The duty of candour is to apply to all providers of health and social care. The intention is to consider the extent to which such a duty can be monitored using the existing regulatory mechanisms in Scotland. These are outlined below in respect of Scottish Government, Healthcare Improvement Scotland and the Care Inspectorate. Disclosure, reporting and follow-up of harm episodes is regarded as a key dimension of good corporate governance and, as such, it is expected that the proposed new duty will support and enhance existing provisions already in place.
Scottish Government National Health Service (Scotland) Act 1978 states that it shall be the duty of each Health Board to put and keep in place arrangements for the purpose of monitoring and improving the quality of health care which it provides to individuals.
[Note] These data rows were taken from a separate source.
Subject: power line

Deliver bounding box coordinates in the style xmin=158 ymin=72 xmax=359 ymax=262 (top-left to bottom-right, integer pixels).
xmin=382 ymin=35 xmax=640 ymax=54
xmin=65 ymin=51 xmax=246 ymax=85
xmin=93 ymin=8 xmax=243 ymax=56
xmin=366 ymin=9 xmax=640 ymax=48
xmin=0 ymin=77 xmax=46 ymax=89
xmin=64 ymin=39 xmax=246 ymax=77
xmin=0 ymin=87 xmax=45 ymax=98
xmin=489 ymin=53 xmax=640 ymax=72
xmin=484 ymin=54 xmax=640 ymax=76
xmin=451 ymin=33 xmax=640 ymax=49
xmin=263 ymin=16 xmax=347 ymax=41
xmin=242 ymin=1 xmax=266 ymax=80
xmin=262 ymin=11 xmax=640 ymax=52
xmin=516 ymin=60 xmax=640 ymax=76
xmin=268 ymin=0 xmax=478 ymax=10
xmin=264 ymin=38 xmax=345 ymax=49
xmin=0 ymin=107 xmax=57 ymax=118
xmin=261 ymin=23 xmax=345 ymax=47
Healthcare Improvement Scotland The 1978 Act places a number of statutory duties upon HIS, including a general duty of furthering improvement in the quality of healthcare and a duty to provide information to the public about the availability and quality of services provided under the health service.
The Care Inspectorate The Care Inspectorate regulates around 14,000 individual care services. This includes registering/deregistering and inspecting services, supporting services improve, investigating complaints and undertaking enforcement action. The Care Inspectorate also scrutinise the delivery of local authority social work functions
How you think the organisational duty of candour should be monitored?
What should the consequences be when it is discovered that a disclosable event has not been disclosed to the relevant person?